字面量表达式	等效的 `RegexComponent`
`(OneV)+`	`OneOrMore { Capture { "OneV" } }`
`(?<name>OneV)+`	`let name = Reference(Substring.self)` `OneOrMore { Capture(as: name) { "OneV" } }`
`(?:OneV)+`	`OneOrMore { "OneV" }`

Regex Builder 支持在 Capture 的过程中同时进行 mapping，把结果转换为其他形式的字符串甚至是其他类型的强类型值：

Regex {
  TryCapture(as: kind) {
    OneOrMore(.word)
  } transform: {
    Transaction.Kind($0)
  } // 得到一个强类型 `Kind` 值
}

如果转换可能会失败并返回 nil，使用 TryCapture：失败时跳过匹配；如果转换一定会成功，使用普通的 Capture。

Lookahead

字面量表达式	等效的 `RegexComponent`
`\d(?=px)`	`Regex { .digit ↵ Lookahead { "px" } }`
`\d(?!px)`	`Regex { .digit ↵ NegativeLookahead { "px" } }`

常用 Parser

相对于字面量，使用 Regex Builder 的最大优势，在于可以嵌套使用已经存在的 Parser 进行匹配。凡是满足 RegexComponent 的值，都可以放到 Regex 表达式中。Foundation 中，部分 ParseStrategy 满足 RegexComponent 并提供相应方法来创建 Regex 中可用的 parser。iOS 16 中，默认可用 Parser 有：

所属 Parser 类型	方法签名	可解析示例
`Date.ParseStrategy`	`date(_:locale:timeZone:calendar:)`	Oct 21, 2015, 10/21/2015, etc
`Date.ParseStrategy`	`date(format:locale:timeZone:calendar:twoDigitStartDate:)`	05_04_22
`Date.ParseStrategy`	`dateTime(date:time:locale:timeZone:calendar:)`	10/17/2020, 9:54:29 PM
`Date.ISO8601FormatStyle`	`iso8601(timeZone:...)`	2021-06-21T211015
`Date.ISO8601FormatStyle`	`iso8601Date(timeZone:dateSeparator:)`	2015-11-14
`Date.ISO8601FormatStyle`	`iso8601WithTimeZone(...)`	2021-06-21T21:10:15+0800
`Decimal.FormatStyle.Currency`	`localizedCurrency(code:locale:)`	$52,249.98 -> `Decimal`
`Decimal.FormatStyle`	`localizedDecimal(locale:)`	1.234, 1E5 -> `Decimal`
`FloatingPointFormatStyle<Double>`	`localizedDouble(locale:)`	1.234, 1E5 -> -> `Double`
`FlatingPointFormatStyle<Double>.Percent`	`localizedDoublePercentage(locale:)`	15.4%, `-200%` -> `Double`
`IntegerFormatStyle<Int>`	`localizedInteger(locale:)`	199, 1.234 -> `Int`
`IntegerFormatStyle<Int>.Currency`	`localizedIntegerCurrency(code:locale:)`	$52,249.98 -> `Int`
`IntegerFormatStyle<Int>.Percent`	`localizedIntegerPercentage(locale:)`	15.4%, -200% -> `Int`

关于 Foundation 中 ParseStrategy 的相关内容，可以参看肘子兄的这篇博客，以及 WWDC 21 中相关的视频。

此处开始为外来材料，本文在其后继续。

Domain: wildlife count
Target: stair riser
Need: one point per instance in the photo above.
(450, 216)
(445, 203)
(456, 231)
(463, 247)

自定义 Parser 和 `CustomConsumingRegexComponent`

对于自己实现的或是第三方提供的 Parser，可以通过满足 CustomConsumingRegexComponent 来让它进而满足 RegexComponent 并用在 Regex 构造中。

func consuming(
    _ input: String,
    startingAt index: String.Index,
    in bounds: Range<String.Index>
) throws -> (upperBound: String.Index, output: Self.RegexOutput)?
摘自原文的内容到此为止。